Quant au cool roofing, qui consiste à repeindre les toits en blanc, cette bonne idée sur le papier (simple, pas chère et écolo) relève surtout d’un effet de mode, qui certes peut trouver une efficacité pour des coquilles commerciales mal isolées, beaucoup moins pour des logements dont il convient d’isoler les toits. «C’est complètement gadget pour un immeuble de plusieurs étages», confirme Laurent Arnaud, car si une très faible influence peut être observée sous les combles, un toit blanc n’aura aucun effet dans les étages inférieurs.
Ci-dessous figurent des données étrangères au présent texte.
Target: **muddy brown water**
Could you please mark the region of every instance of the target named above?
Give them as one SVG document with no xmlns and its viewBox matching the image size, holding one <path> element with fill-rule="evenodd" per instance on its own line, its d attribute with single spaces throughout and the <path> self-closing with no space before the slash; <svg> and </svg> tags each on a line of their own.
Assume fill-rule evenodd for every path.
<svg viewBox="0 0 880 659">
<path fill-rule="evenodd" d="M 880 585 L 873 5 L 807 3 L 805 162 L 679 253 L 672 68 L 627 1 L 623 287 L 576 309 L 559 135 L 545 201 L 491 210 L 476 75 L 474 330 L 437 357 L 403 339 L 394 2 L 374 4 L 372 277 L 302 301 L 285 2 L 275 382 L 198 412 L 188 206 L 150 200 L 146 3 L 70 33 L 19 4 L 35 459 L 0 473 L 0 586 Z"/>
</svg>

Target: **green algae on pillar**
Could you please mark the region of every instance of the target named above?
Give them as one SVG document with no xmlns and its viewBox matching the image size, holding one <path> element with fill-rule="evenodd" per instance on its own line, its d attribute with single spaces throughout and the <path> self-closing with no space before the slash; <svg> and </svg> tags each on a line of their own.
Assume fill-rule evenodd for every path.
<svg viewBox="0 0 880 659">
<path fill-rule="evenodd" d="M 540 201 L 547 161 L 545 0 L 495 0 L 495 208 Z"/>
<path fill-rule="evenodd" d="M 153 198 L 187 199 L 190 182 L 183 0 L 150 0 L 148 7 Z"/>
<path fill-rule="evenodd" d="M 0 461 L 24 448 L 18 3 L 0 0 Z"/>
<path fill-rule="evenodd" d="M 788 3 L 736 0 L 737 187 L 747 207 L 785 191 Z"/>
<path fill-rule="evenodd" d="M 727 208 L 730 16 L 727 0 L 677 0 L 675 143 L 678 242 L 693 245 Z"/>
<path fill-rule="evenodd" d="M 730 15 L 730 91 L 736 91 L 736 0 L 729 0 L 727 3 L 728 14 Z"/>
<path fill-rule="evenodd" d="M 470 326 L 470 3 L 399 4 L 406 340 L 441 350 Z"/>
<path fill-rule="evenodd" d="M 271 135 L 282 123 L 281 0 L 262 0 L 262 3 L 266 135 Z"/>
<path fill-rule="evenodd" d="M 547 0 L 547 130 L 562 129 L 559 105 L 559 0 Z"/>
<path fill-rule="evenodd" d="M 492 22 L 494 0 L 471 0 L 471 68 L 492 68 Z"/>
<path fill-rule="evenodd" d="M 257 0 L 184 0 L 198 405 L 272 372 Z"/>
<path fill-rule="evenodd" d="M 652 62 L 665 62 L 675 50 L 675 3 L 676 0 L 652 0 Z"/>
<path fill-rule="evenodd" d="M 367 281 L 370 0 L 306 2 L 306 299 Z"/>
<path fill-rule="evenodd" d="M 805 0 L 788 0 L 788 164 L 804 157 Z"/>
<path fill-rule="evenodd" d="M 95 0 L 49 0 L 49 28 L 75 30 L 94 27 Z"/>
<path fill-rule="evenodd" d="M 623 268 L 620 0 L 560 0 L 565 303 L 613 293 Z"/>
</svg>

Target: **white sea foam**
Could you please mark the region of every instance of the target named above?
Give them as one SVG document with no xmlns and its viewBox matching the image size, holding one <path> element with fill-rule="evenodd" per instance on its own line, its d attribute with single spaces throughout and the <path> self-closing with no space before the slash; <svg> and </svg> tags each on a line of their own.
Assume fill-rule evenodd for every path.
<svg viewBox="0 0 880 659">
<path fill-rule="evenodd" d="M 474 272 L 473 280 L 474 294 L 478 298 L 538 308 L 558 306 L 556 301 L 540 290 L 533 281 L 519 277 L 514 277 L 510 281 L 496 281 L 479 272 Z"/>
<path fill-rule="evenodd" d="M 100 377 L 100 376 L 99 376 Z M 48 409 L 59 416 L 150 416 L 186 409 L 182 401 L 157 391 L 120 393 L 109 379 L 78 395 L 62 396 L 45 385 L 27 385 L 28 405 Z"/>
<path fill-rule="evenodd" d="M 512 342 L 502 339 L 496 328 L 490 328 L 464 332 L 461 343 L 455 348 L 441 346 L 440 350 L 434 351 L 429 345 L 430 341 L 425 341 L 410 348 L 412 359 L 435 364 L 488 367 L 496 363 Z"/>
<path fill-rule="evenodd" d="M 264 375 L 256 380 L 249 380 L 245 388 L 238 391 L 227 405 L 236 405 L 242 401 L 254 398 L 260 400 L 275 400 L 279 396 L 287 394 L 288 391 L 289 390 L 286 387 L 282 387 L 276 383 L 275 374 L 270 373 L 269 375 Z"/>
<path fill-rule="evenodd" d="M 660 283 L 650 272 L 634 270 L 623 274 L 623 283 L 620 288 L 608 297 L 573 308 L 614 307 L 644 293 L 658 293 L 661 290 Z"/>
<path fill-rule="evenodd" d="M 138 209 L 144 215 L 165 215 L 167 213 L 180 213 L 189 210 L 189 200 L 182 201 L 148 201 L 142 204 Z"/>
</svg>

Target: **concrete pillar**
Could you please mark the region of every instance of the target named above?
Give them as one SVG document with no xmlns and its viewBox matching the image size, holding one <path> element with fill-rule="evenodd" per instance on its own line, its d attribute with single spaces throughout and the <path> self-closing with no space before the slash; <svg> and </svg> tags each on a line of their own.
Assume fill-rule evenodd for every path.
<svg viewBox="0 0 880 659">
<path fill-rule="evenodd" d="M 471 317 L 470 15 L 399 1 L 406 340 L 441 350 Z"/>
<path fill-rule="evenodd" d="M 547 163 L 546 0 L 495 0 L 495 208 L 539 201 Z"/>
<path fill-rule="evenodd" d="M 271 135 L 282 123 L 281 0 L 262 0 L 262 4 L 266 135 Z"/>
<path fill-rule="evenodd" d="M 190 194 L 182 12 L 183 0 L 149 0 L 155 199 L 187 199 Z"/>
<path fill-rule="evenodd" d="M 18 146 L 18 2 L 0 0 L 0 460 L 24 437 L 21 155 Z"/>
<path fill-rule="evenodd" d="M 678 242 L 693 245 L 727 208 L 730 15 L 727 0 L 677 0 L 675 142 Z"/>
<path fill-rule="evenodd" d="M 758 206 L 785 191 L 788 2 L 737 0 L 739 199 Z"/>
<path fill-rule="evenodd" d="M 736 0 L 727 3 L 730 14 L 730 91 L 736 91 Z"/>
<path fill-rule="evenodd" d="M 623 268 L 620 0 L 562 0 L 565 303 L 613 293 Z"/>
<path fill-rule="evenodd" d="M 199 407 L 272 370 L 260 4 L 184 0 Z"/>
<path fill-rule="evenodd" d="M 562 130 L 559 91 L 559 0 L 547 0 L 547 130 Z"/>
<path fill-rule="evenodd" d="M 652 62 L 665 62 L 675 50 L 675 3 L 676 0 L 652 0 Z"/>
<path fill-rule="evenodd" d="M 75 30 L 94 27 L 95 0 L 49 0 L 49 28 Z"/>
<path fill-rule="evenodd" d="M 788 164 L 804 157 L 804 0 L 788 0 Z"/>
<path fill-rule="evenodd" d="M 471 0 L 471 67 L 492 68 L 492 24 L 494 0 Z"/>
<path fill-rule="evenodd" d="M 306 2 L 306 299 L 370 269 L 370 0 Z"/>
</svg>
Une rénovation énergétique réussie s’inscrit aussi dans les usages, peut-être au moins autant que dans les choix techniques et les travaux. Ventiler, ouvrir et fermer les volets au bon moment sont des gestes qui relèvent de l’évidence mais qui ne sont pas encore généralisés. Notamment dans des bureaux où personne n’est présent la nuit pour ouvrir les fenêtres – dans ce cas, des VMC automatiques peuvent être mises en place –, mais aussi dans de nombreux immeubles tout simplement dépourvus de volets, pour raisons patrimoniales entre autres. «Quel que soit le système prévu, la ventilation naturelle reste hyperimportante», juge Héloïse Pelen. Il faut pouvoir garder la main sur la température intérieure de son foyer. C’est aussi ça, une rénovation écologique : permettre à chacun de compter sur des systèmes simples, accessibles, réparables, pour assurer le confort de son logement.